Goin Divin tomorrow, and got a good feeling. My trigger finger is twitchin, wich tells me fish will die. We're goin spearfishin, and need someone to come along and stay on the boat while were under.

YOU get: Free boat trip in ther beautiful Gulf of Mexico. Free fresh grilled fish lunch on the boat, and a free 6 pack of beer. And the pleasure of watching the biggest bunch of knuckleheads make complete jack asses of themselves, with possible injuries, loss of limb, or loss of life. It's always an adventure.

Must have a fishing license, or get one. (You can fish, but sorry, no keeping an AJ, but it's a free trip..what did you expect?)









If you have been thinking of getting into diving, and would like to see what it's like on a dive trip, great oppurtunity.


Did I mention fresh grilled fish and beer on the boat???

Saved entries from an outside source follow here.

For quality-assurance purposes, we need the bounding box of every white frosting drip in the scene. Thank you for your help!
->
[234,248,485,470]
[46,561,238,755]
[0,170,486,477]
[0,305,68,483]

PM me. Would prefer someone I know or have chatted with on threads on here instead of a complete stranger.


----------



## Realtor

what time are you headin out , and return time approx.?


----------



## Clay-Doh

Meetin at the boat at 7am.

Gettin back hopefully in time for free oysters at Gilligans tommorow evening!

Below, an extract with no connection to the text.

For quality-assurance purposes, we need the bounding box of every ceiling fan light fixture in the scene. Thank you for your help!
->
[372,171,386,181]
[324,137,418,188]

Doing 3 dives, prob be in around 4pm


----------



## lingfisher1

If I could get off work I would go with you Clay but they won't give me the day off. Probably for the best cause that 6-pack would hold me very long.:singing:


----------



## Tuna Man

Wish I could come down and help out Clay.


----------



## BananaTom

*I found someone that needs to go!!!*


----------



## Clay-Doh

Spot filled!!


----------



## The Maintenance Shoppe

Is that the fabled mudfish I have heard so much about???


----------



## markhsaltz

I can't go THIS time but let me know about the next trip. Chances are I'll be available since i woof for myself. Oh yea, I do dive but I'll don't mind babysitting if I can hop in and shoot some pics during your surface intervals. You can shoot my limit of fish and drink my beer. Howz about that for an offer?


----------